T24 - Ünlü orkestra şefi Gürer Aykal, geçirdiği ameliyatın ardından anesteziden çıkmakta zorlandı. Bu sırada doktor arkadaşı arabesk bir şarkı çalınca ünlü şef gözlerini açtı!
Borusan İstanbul Filarmoni Orkestrası Onursal Şefi Gürer Aykal, geçen hafta geçirdiği ameliyatın ardından narkozdan uyanamayınca imdadına arabesk müzik yetişti. Milliyet gazetesinde yayımlanan haber şöyle:
Doktor arkadaşı, Gürer Aykal’a Hakkı Bulut’un şarkısını dinletti.
Sol elinin parmaklarını yeteri kadar kullanamayan ve bu nedenle piyano çalmakta zorlanan Aykal, Dr. Ayan Gülgönen’e başvurdu. Gülgönen 6 Ocak’ta, Gürer Aykal’ın ameliyatını yaptı. Aykal’ın yakın dostu Dr. Cihangir Çelik de ameliyatta hazır bulundu.
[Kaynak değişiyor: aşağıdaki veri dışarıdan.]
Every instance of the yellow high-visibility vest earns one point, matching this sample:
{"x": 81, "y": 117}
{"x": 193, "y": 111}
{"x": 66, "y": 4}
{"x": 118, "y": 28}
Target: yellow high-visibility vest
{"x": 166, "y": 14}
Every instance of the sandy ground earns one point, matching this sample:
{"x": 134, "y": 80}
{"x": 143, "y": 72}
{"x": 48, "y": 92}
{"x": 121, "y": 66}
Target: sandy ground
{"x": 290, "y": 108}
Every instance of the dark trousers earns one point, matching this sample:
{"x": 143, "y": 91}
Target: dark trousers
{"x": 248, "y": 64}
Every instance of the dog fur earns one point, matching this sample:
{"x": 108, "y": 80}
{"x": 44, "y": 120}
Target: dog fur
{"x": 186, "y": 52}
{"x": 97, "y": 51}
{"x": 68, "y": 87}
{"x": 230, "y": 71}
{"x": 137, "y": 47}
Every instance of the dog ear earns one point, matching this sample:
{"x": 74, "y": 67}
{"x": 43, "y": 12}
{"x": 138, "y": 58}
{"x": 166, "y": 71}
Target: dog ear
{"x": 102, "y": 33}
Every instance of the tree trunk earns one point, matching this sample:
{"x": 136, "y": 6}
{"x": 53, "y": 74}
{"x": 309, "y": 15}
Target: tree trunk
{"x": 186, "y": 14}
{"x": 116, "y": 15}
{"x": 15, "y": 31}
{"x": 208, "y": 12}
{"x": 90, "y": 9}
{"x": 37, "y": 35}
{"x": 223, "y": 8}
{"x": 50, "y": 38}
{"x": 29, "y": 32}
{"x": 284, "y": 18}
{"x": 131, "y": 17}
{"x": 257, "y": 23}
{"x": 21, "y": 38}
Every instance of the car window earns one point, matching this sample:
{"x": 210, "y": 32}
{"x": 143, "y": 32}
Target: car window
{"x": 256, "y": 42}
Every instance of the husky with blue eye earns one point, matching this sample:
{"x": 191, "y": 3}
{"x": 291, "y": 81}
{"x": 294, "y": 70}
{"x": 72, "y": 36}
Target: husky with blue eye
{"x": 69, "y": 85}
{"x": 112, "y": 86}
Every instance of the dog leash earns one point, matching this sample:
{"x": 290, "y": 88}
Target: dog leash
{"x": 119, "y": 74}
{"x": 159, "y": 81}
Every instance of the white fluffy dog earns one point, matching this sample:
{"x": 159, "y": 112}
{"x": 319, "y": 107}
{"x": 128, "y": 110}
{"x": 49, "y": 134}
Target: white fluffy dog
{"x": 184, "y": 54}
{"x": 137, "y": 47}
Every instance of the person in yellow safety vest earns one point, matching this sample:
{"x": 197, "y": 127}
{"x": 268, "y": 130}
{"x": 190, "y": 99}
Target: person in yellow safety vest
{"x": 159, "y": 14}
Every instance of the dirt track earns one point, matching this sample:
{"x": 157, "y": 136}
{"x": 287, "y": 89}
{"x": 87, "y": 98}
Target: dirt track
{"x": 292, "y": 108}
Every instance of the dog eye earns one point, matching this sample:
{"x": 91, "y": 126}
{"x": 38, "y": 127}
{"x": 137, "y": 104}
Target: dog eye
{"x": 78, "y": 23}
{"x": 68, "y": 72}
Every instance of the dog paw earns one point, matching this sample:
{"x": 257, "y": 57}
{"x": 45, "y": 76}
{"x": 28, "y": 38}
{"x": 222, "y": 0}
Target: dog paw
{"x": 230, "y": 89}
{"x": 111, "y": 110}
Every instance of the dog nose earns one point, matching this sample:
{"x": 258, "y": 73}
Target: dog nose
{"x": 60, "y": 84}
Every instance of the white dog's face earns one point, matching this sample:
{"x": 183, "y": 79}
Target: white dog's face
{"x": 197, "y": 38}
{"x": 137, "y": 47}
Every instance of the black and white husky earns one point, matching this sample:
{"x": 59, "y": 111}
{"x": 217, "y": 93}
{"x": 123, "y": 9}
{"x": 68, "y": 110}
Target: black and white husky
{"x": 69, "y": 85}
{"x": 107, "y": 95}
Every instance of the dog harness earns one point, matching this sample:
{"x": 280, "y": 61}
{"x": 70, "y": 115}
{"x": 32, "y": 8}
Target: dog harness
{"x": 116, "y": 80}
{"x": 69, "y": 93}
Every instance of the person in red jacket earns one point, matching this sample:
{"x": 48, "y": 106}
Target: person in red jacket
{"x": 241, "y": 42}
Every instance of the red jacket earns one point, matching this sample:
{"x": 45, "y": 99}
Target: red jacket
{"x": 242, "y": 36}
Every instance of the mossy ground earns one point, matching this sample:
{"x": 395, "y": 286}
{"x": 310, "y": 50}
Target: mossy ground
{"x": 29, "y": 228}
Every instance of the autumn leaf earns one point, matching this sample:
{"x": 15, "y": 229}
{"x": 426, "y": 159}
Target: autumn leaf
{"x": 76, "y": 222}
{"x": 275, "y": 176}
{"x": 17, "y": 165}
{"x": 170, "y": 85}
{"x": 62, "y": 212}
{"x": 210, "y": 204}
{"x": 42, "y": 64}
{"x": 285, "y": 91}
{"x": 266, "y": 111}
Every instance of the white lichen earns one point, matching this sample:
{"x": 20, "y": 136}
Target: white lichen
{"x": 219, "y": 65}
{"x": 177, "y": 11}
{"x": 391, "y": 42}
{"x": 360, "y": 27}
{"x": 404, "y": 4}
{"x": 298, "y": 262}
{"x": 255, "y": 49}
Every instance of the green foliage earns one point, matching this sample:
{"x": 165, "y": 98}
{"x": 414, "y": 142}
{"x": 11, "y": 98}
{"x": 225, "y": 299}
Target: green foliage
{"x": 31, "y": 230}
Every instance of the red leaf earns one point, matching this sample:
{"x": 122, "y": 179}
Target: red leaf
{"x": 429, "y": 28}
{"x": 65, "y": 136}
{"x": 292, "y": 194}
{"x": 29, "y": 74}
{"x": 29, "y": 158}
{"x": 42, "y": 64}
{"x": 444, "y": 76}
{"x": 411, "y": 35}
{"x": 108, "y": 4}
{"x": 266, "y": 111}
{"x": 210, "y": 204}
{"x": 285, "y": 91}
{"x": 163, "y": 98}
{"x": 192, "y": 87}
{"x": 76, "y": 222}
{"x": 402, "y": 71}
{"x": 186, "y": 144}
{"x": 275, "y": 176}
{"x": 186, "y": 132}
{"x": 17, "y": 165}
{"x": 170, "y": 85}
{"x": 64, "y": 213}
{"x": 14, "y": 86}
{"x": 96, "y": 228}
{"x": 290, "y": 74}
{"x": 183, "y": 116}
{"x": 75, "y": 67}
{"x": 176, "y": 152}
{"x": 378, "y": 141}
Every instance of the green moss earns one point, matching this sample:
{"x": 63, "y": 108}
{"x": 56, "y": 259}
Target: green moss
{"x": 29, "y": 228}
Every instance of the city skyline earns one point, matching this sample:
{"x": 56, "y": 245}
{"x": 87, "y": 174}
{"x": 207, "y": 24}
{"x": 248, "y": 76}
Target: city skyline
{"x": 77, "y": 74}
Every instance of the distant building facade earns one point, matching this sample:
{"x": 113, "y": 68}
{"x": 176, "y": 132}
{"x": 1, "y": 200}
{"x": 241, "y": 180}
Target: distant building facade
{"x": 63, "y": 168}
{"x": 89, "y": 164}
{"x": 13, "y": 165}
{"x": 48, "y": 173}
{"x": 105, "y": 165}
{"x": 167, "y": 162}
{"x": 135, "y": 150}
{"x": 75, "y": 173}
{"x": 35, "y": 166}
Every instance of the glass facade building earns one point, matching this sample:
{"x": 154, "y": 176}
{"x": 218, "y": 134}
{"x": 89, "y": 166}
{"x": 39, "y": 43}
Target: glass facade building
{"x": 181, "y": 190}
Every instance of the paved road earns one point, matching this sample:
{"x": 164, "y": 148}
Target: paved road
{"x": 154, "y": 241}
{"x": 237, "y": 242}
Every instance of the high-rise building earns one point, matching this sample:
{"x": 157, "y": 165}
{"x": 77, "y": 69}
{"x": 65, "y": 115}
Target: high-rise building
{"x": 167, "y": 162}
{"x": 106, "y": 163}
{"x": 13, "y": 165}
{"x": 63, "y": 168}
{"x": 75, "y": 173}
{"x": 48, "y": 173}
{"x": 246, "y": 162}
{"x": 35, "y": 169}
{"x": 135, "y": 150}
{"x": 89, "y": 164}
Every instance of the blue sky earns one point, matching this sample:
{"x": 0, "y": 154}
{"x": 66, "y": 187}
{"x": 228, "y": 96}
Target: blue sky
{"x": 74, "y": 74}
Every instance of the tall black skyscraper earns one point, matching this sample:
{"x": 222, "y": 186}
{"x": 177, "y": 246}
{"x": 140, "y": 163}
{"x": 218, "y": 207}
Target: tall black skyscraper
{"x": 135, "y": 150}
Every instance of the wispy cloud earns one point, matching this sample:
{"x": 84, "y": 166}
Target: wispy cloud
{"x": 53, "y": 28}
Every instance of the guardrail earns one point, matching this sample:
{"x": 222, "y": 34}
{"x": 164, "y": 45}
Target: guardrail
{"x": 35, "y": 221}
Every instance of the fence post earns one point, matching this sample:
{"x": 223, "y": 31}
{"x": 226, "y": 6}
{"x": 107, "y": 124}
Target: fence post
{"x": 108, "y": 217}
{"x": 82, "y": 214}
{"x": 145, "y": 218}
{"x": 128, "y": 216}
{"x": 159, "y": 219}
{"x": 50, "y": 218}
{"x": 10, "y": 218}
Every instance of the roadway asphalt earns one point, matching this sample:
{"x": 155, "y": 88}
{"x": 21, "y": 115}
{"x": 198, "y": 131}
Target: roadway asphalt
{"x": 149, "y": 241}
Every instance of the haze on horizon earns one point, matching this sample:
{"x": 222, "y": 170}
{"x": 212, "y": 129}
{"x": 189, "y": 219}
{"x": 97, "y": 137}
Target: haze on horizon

Ameliyat sorunsuz geçti ne var ki Gürer Aykal, anestezinin etkisinden çıkıp uyanmakta zorlandı. Onu iyi tanıyan Dr. Çelik, Aykal’ı uyandırmak için kendisine ameliyathanede arabesk müzik dinletmeye karar verdi. Hakkı Bulut’a ait olduğu iddia edilen şarkının ilk notalarıyla birlikte Aykal gerçekten de uyandı; hatta masadan kalkıp gitmeye çalıştı. Olayı doğrulayan Gürer Aykal, Milliyet’e şunları söyledi: “Yakın arkadaşım Cihangir’in bir şakası bu tabii. Beni çok iyi tanıyor ve öyle bir müzik çalınınca uyanacağımı biliyor. O anı net hatırlamıyorum, bayağı sersem gibiydim. Öyle bir müzik o durumda bile bana bu reaksiyonu verdirtti. İşte bu da müziğin gücü!”
Aykal çalan şarkının kime ait olduğunu hatırlamıyor; sadece arabesk bir şarkı olduğunu biliyor. Olayın hemen ardından Çelik, bu kez Aykal’ı sakinleştirmek ve uyutmak için de Bach’tan bir parça çalmaya başlamış. Aykal o zaman da yeniden uykuya daldığını söylüyor.
Aykal’ın sağlık durumu şu an oldukça iyi. Eli sargı bezleriyle kapatılmış durumda ama pazartesi dikişleri alınacak. Aykal “El ameliyatları çok zordur, şanslıyız ki iyi cerrahlarımız var” dedi.
‘Arabesk’ tartışmasında Gürer Aykal ne demişti?
Aykal, Fazıl Say’ın başlattığı ‘arabesk tartışması’na bir açıklamayla katılmıştı:Aykal açıklamasında şu sözlere yer vermişti: “Say’ın da yerden göğe kadar haklı olduğu uyuşturucu bir müzik türü yaygınlaştırıldı, alışkanlık haline getirildi. Tüm dünya tarihinde ilerlemenin ilk hareket noktası olarak görülen müzik; Türkiye’de kaderciliğin, razı olmanın, sinikleşmenin, alın yazısının simgesi oldu. Elbette arabesk müzik insanın beynini uyuşturmakta, zihni yavaşlatmakta, mücadele azmini yok etmektedir.”